Democratic Rep. Jim Matheson of Utah and Republican Reps. Frank Wolf of Virginia and Tom Latham of Iowa all announced that they will make the current 113th Congress their last. They’ll have served a total of 68 years when their terms expire at the end of next year.
Their departures are politically consequential for different reasons.
Matheson’s departure after seven terms seems to pave the way for an easy Republican pickup in 2014, when Republicans will be defending a majority that now stands at 232-201.
Matheson’s 4th District, which includes West Jordan and parts of Sandy and Salt Lake City, backed Republican Mitt Romney over President Barack Obama by 67 to 30 percent in the 2012 election, according to data compiled by Political Capital.
The district is the most Republican-leaning of the nine that voted Republican for president and Democratic for House in 2012. Matheson, who cultivated an image as a Democratic moderate, was re-elected by 768 votes out of more than 245,000 cast to edge Republican Mia Love, who was already preparing a rematch in 2014.
Wolf, whose legislative interests include international human rights and protections for federal workers, will leave open a northern Virginia district near Washington where he has been politically dominant since going to Congress in 1981 on the heels of Ronald Reagan’s landslide.
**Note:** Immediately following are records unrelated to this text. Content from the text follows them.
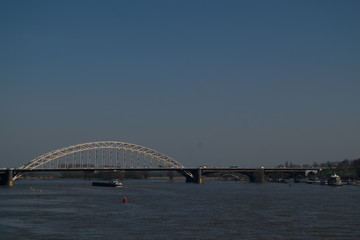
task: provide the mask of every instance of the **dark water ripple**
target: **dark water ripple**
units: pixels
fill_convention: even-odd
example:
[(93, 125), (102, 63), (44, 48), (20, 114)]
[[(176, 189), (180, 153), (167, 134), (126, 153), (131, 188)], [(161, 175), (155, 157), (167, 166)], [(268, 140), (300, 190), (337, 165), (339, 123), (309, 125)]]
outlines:
[(360, 239), (356, 186), (123, 183), (115, 189), (19, 181), (0, 188), (0, 238)]

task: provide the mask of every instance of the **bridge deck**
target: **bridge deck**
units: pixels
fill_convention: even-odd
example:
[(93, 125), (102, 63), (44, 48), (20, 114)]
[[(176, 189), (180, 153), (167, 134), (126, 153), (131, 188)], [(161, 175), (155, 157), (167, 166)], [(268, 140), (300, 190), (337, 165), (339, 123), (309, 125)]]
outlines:
[(180, 171), (180, 170), (196, 170), (201, 169), (202, 172), (254, 172), (263, 170), (265, 173), (270, 172), (306, 172), (306, 171), (319, 171), (319, 168), (134, 168), (134, 167), (121, 167), (121, 168), (36, 168), (36, 169), (19, 169), (14, 168), (14, 172), (45, 172), (45, 171)]

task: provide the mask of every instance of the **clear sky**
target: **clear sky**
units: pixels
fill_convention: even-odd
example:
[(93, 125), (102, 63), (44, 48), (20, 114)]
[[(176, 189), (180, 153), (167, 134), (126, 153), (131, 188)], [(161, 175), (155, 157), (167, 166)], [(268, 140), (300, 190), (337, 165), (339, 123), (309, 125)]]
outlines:
[(0, 1), (0, 168), (113, 140), (185, 166), (360, 157), (360, 1)]

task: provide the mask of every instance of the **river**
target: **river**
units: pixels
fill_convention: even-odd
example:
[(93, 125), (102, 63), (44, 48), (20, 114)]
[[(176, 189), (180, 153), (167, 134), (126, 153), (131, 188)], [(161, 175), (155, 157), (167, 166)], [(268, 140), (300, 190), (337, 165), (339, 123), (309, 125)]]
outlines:
[(360, 239), (358, 186), (123, 184), (15, 181), (0, 188), (0, 239)]

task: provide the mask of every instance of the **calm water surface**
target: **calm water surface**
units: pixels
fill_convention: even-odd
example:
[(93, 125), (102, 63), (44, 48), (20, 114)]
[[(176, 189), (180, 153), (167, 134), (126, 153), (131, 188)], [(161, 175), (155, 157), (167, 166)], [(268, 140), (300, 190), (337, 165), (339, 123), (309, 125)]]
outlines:
[(0, 239), (360, 239), (357, 186), (123, 184), (16, 181), (0, 188)]

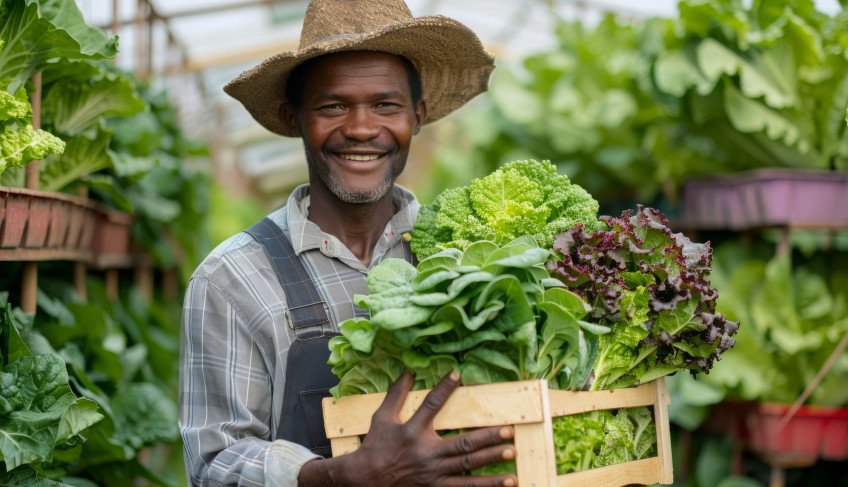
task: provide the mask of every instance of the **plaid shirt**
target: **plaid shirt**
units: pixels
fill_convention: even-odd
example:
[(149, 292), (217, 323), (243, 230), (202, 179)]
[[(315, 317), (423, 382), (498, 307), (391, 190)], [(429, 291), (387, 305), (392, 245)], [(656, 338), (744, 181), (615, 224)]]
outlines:
[[(401, 235), (412, 230), (418, 202), (396, 186), (395, 204), (371, 267), (390, 257), (411, 261)], [(326, 331), (338, 331), (338, 323), (354, 316), (353, 295), (367, 293), (369, 269), (308, 214), (309, 187), (303, 185), (269, 218), (288, 235), (327, 303)], [(244, 232), (219, 245), (192, 275), (183, 305), (179, 395), (190, 485), (296, 486), (301, 466), (316, 457), (274, 438), (295, 340), (285, 309), (273, 266)]]

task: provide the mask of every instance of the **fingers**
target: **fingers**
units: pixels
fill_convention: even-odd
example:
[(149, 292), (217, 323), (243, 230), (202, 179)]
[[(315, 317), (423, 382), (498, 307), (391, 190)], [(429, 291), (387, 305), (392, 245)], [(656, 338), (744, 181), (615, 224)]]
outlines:
[(475, 477), (450, 477), (441, 484), (445, 487), (515, 487), (515, 475), (480, 475)]
[(401, 408), (414, 382), (412, 372), (409, 369), (404, 370), (400, 374), (400, 377), (389, 386), (389, 390), (386, 392), (386, 398), (383, 399), (383, 403), (374, 412), (372, 422), (379, 418), (387, 418), (399, 422)]
[[(463, 433), (461, 435), (451, 436), (445, 438), (444, 445), (445, 455), (464, 455), (468, 453), (476, 452), (481, 448), (486, 448), (494, 445), (498, 445), (503, 443), (506, 440), (512, 439), (515, 435), (515, 430), (512, 426), (495, 426), (491, 428), (479, 428), (474, 431), (470, 431), (468, 433)], [(508, 446), (512, 449), (513, 456), (512, 458), (508, 458), (507, 460), (512, 460), (515, 458), (515, 448), (512, 445), (502, 445)], [(503, 458), (499, 458), (495, 461), (502, 461)], [(492, 462), (489, 462), (492, 463)], [(475, 467), (476, 468), (476, 467)], [(473, 469), (467, 469), (473, 470)]]
[(514, 460), (515, 447), (511, 444), (503, 444), (514, 434), (511, 426), (503, 426), (480, 428), (470, 433), (445, 438), (443, 454), (447, 458), (443, 460), (443, 465), (450, 472), (459, 472)]
[(433, 419), (442, 409), (442, 406), (445, 405), (451, 394), (453, 394), (453, 391), (459, 387), (459, 380), (459, 372), (455, 370), (442, 377), (442, 380), (424, 398), (421, 407), (412, 415), (407, 425), (414, 429), (432, 428)]

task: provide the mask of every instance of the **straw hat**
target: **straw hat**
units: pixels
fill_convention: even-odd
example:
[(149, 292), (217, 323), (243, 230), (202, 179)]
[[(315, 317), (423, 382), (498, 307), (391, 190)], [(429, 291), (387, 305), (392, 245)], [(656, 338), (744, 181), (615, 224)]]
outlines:
[(409, 59), (421, 76), (434, 122), (486, 91), (493, 57), (465, 25), (441, 15), (412, 17), (403, 0), (312, 0), (297, 51), (271, 56), (224, 86), (268, 130), (295, 137), (280, 120), (286, 82), (298, 64), (341, 51), (379, 51)]

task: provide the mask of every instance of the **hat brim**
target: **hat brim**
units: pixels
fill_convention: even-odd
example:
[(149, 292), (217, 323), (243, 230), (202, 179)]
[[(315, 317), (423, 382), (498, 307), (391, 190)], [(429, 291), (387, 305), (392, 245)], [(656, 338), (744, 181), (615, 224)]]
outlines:
[(378, 51), (403, 56), (418, 70), (427, 102), (424, 123), (435, 122), (488, 89), (494, 58), (465, 25), (441, 15), (389, 24), (367, 34), (323, 39), (297, 51), (269, 57), (224, 86), (271, 132), (296, 137), (280, 119), (289, 74), (298, 64), (343, 51)]

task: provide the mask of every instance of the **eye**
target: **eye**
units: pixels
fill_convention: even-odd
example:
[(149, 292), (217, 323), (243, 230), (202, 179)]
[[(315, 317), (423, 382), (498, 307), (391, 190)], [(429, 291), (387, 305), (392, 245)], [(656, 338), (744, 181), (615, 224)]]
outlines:
[(341, 103), (328, 103), (318, 107), (318, 110), (327, 114), (340, 114), (345, 112), (345, 106)]
[(403, 108), (403, 105), (391, 101), (381, 101), (374, 105), (373, 110), (379, 113), (391, 113), (396, 112)]

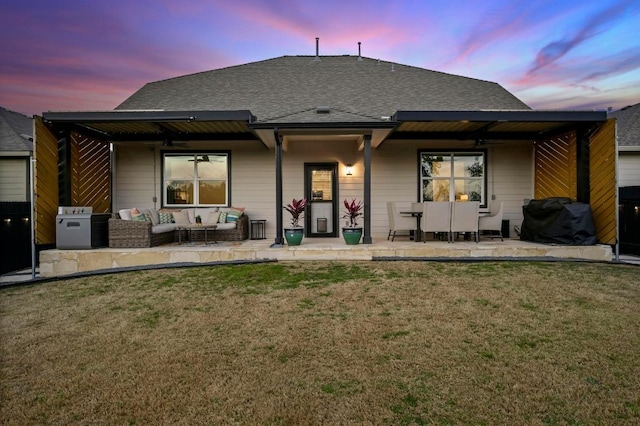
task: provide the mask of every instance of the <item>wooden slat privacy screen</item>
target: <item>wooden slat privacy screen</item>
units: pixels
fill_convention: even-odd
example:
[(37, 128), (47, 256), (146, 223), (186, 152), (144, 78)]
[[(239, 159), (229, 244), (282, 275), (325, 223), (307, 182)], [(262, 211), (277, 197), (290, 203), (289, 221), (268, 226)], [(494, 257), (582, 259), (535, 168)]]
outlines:
[(576, 170), (575, 132), (536, 141), (534, 197), (568, 197), (575, 201)]
[(109, 142), (71, 133), (71, 203), (94, 213), (111, 209)]
[[(600, 244), (616, 243), (616, 125), (608, 120), (589, 139), (589, 205)], [(536, 141), (534, 197), (577, 198), (575, 132)]]
[(34, 240), (36, 244), (56, 242), (58, 213), (58, 140), (42, 121), (35, 117), (34, 138)]
[(589, 204), (601, 244), (617, 240), (616, 156), (616, 121), (609, 119), (589, 140)]
[[(35, 118), (35, 242), (55, 244), (58, 214), (58, 140)], [(71, 134), (71, 205), (111, 209), (111, 153), (106, 141)]]

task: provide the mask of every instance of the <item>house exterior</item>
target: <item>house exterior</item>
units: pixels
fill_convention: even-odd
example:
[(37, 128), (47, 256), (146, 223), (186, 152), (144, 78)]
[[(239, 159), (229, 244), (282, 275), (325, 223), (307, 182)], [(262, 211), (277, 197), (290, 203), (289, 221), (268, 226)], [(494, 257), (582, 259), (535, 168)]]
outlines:
[(33, 119), (0, 107), (0, 274), (31, 264)]
[[(340, 237), (343, 200), (363, 200), (366, 244), (387, 236), (387, 201), (504, 201), (513, 232), (524, 200), (568, 196), (592, 204), (599, 240), (615, 244), (615, 121), (534, 111), (493, 82), (359, 55), (283, 56), (37, 121), (47, 204), (244, 207), (278, 246), (292, 198), (310, 200), (309, 238)], [(37, 178), (51, 164), (61, 178), (45, 189)], [(50, 210), (38, 213), (42, 243)]]
[(640, 186), (640, 103), (610, 116), (618, 123), (618, 186)]
[(640, 256), (640, 103), (610, 116), (618, 129), (620, 252)]
[(30, 201), (33, 119), (0, 107), (0, 202)]

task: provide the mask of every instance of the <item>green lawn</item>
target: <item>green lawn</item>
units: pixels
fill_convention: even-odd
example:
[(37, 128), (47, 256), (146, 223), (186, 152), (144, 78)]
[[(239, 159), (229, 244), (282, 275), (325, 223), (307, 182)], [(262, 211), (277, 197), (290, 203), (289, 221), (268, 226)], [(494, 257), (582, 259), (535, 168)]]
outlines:
[(303, 262), (0, 290), (0, 424), (640, 423), (640, 268)]

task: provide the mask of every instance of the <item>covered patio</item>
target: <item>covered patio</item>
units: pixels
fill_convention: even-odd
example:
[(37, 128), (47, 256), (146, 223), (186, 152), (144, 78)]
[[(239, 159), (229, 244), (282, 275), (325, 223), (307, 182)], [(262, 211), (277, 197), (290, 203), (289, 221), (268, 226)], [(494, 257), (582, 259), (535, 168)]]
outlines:
[[(46, 250), (43, 276), (227, 259), (611, 260), (618, 243), (615, 120), (605, 111), (532, 110), (492, 82), (316, 53), (153, 82), (113, 111), (45, 112), (34, 121), (40, 249), (56, 243), (60, 206), (238, 208), (264, 223), (266, 236), (206, 248)], [(201, 174), (205, 165), (215, 173)], [(292, 248), (283, 207), (302, 197), (310, 200), (305, 239)], [(480, 213), (503, 202), (514, 235), (527, 200), (551, 197), (588, 204), (602, 246), (386, 241), (390, 201), (479, 201)], [(341, 204), (351, 199), (364, 205), (356, 247), (340, 238)]]
[(415, 242), (398, 237), (376, 239), (372, 244), (345, 245), (335, 238), (307, 238), (300, 246), (271, 247), (268, 240), (246, 240), (217, 245), (168, 244), (151, 248), (92, 250), (47, 250), (40, 255), (40, 276), (64, 275), (136, 268), (150, 265), (211, 264), (229, 261), (304, 260), (574, 260), (609, 262), (609, 245), (562, 246), (537, 244), (519, 239), (481, 237), (479, 243), (457, 240)]

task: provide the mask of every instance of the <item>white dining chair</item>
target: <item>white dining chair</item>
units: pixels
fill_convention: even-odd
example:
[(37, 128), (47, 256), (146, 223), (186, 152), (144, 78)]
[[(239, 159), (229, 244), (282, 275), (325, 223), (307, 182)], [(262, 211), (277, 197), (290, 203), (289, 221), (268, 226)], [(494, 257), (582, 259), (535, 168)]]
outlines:
[(478, 201), (456, 201), (453, 203), (451, 213), (452, 240), (460, 232), (473, 232), (476, 243), (478, 242), (478, 213), (480, 203)]
[[(498, 208), (496, 209), (496, 205)], [(500, 236), (500, 241), (504, 241), (502, 237), (502, 216), (504, 216), (504, 201), (499, 203), (492, 203), (490, 208), (490, 214), (487, 216), (481, 216), (478, 220), (478, 231), (489, 231), (491, 234), (489, 238), (493, 239), (497, 237), (493, 233), (497, 231)]]
[(387, 240), (396, 238), (397, 232), (407, 231), (410, 235), (411, 231), (416, 229), (416, 219), (412, 216), (400, 214), (401, 211), (411, 211), (411, 203), (401, 201), (387, 202), (387, 215), (389, 216), (389, 234)]
[(451, 203), (449, 201), (427, 201), (422, 203), (422, 221), (420, 222), (422, 241), (426, 242), (427, 233), (433, 232), (433, 239), (440, 234), (447, 235), (451, 242)]

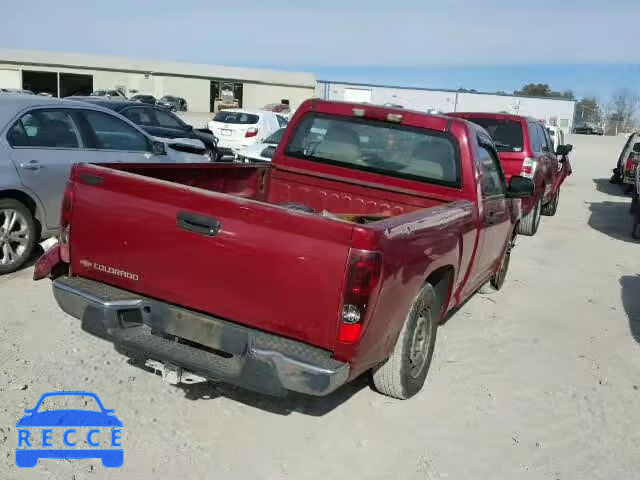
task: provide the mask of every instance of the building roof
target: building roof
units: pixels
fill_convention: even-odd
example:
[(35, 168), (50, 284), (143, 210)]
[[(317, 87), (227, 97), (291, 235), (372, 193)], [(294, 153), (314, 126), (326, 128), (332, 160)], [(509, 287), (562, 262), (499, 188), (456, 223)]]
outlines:
[(498, 92), (478, 92), (478, 91), (470, 91), (465, 89), (450, 89), (450, 88), (428, 88), (428, 87), (410, 87), (406, 85), (380, 85), (375, 83), (356, 83), (356, 82), (343, 82), (340, 80), (318, 80), (318, 85), (344, 85), (351, 87), (362, 87), (362, 88), (391, 88), (398, 90), (419, 90), (425, 92), (438, 92), (438, 93), (459, 93), (466, 95), (487, 95), (493, 97), (512, 97), (512, 98), (525, 98), (525, 99), (537, 99), (537, 100), (553, 100), (557, 102), (570, 102), (576, 103), (577, 100), (571, 100), (569, 98), (557, 98), (557, 97), (531, 97), (531, 96), (523, 96), (523, 95), (514, 95), (511, 93), (498, 93)]
[(2, 63), (24, 66), (46, 65), (87, 70), (125, 71), (179, 77), (221, 78), (309, 88), (314, 88), (316, 84), (314, 75), (305, 72), (286, 72), (257, 68), (224, 67), (220, 65), (5, 48), (0, 48), (0, 67)]

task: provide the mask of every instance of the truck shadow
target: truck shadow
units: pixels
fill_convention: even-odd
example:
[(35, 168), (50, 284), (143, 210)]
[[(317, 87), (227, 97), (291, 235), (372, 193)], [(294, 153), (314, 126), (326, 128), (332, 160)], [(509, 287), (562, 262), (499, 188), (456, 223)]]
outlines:
[(631, 336), (640, 344), (640, 275), (626, 275), (620, 278), (622, 305), (629, 319)]
[(585, 203), (591, 212), (588, 222), (591, 228), (616, 240), (638, 243), (631, 238), (633, 216), (629, 214), (630, 201)]
[[(91, 333), (98, 335), (92, 328)], [(145, 359), (133, 352), (129, 352), (120, 345), (114, 345), (116, 350), (129, 357), (129, 365), (144, 370), (149, 375), (154, 375), (153, 370), (145, 366)], [(158, 375), (158, 381), (162, 381)], [(338, 388), (335, 392), (325, 397), (313, 397), (295, 392), (290, 392), (286, 397), (272, 397), (263, 393), (254, 392), (241, 387), (236, 387), (222, 381), (208, 381), (202, 383), (179, 383), (175, 385), (184, 392), (184, 397), (194, 401), (212, 401), (220, 398), (228, 398), (234, 402), (239, 402), (249, 407), (264, 410), (276, 415), (290, 415), (293, 412), (309, 415), (312, 417), (322, 417), (343, 403), (352, 396), (368, 386), (368, 376), (361, 375), (355, 380)]]
[(295, 392), (290, 392), (286, 397), (270, 397), (223, 382), (178, 384), (176, 388), (183, 390), (185, 398), (189, 400), (205, 401), (224, 397), (276, 415), (290, 415), (296, 412), (322, 417), (367, 386), (367, 375), (361, 375), (326, 397), (313, 397)]
[(608, 178), (594, 178), (593, 183), (596, 186), (596, 190), (602, 193), (606, 193), (607, 195), (611, 195), (614, 197), (628, 197), (625, 193), (625, 186), (610, 183)]

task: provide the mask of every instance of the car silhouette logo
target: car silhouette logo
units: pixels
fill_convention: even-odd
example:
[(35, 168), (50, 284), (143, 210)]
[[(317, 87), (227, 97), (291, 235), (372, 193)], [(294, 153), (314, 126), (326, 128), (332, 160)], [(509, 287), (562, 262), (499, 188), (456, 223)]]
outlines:
[[(42, 403), (48, 398), (55, 399), (62, 396), (91, 397), (95, 400), (99, 411), (42, 408)], [(120, 443), (122, 422), (114, 415), (114, 410), (104, 408), (95, 393), (75, 391), (44, 393), (36, 406), (26, 409), (25, 413), (26, 415), (16, 423), (18, 428), (16, 465), (18, 467), (35, 467), (41, 458), (99, 458), (103, 466), (110, 468), (121, 467), (124, 463), (124, 449)], [(38, 435), (40, 427), (42, 427), (41, 435)], [(82, 435), (82, 430), (87, 430), (86, 435)]]

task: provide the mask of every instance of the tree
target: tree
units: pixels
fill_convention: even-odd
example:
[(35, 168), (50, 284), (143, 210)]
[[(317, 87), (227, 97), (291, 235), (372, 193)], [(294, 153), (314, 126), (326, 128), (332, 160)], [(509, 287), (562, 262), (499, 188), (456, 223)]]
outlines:
[(575, 96), (571, 90), (557, 92), (551, 90), (547, 83), (528, 83), (521, 90), (513, 92), (514, 95), (520, 97), (543, 97), (543, 98), (562, 98), (566, 100), (575, 100)]
[(640, 98), (630, 90), (623, 88), (611, 97), (608, 120), (615, 122), (618, 131), (629, 131), (635, 123)]
[(586, 97), (576, 103), (576, 121), (600, 123), (602, 112), (595, 97)]

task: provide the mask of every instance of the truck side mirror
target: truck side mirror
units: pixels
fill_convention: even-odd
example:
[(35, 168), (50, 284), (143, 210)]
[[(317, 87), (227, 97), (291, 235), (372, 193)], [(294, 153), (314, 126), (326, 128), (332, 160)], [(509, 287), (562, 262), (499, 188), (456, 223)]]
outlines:
[(558, 145), (558, 149), (556, 150), (556, 155), (564, 157), (569, 155), (569, 152), (573, 150), (573, 145)]
[(640, 142), (633, 144), (633, 153), (640, 153)]
[(156, 140), (153, 141), (151, 145), (151, 151), (154, 155), (166, 155), (167, 148), (164, 143), (158, 142)]
[(507, 189), (507, 197), (509, 198), (527, 198), (533, 194), (536, 184), (533, 180), (519, 175), (511, 177), (509, 188)]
Without Wolf on the ballot, Republicans will be tested to retain a district that probably would have been an easy Republican retention a generation ago. About 43 percent of the district population lives in Loudoun County, once a Republican bastion that’s become more politically competitive as it swelled in population. The district also includes parts of Fairfax and Prince William Counties, plus all of Frederick and Clarke Counties and the cities of Manassas, Manassas Park and Winchester.
Wolf’s district, the 10th, is mildly Republican by the numbers. It backed Republican Ken Cuccinelli by 1 percentage point in the Nov. 5 governor’s election and Romney by 1 point in the 2012 presidential election. The Nov. 5 attorney general’s race, subject to a recount, was even closer than that in the 10th District, siding with Republican Mark Obenshain over Democratic winner Mark Herring by 72 votes out of more than 214,000 cast.
Latham’s district, which envelops Iowa’s Southwestern quadrant and includes the state capital of Des Moines and some suburbs, also is a potential Democratic pickup. The district, numbered the 3rd, backed Obama by 51 percent to 47 percent, making it one of 17 that voted Democratic for president and Republican for House last year. Registered voters are about evenly split among Democrats, Republicans and independents. Democrat Staci Appel, a former state senator, was running against Latham.
The nonpartisan Rothenberg Political Report now rates Matheson’s Utah district as “safe” for Republicans and Wolf’s Virginia district as “lean” Republican. Larry Sabato’s Crystal Ball rates Utah’s 4th as “likely” Republican and Virginia’s 10th as a “toss-up.” Political Capital wouldn’t be surprised if both publications soon re-rated Iowa’s 3rd as a toss-up.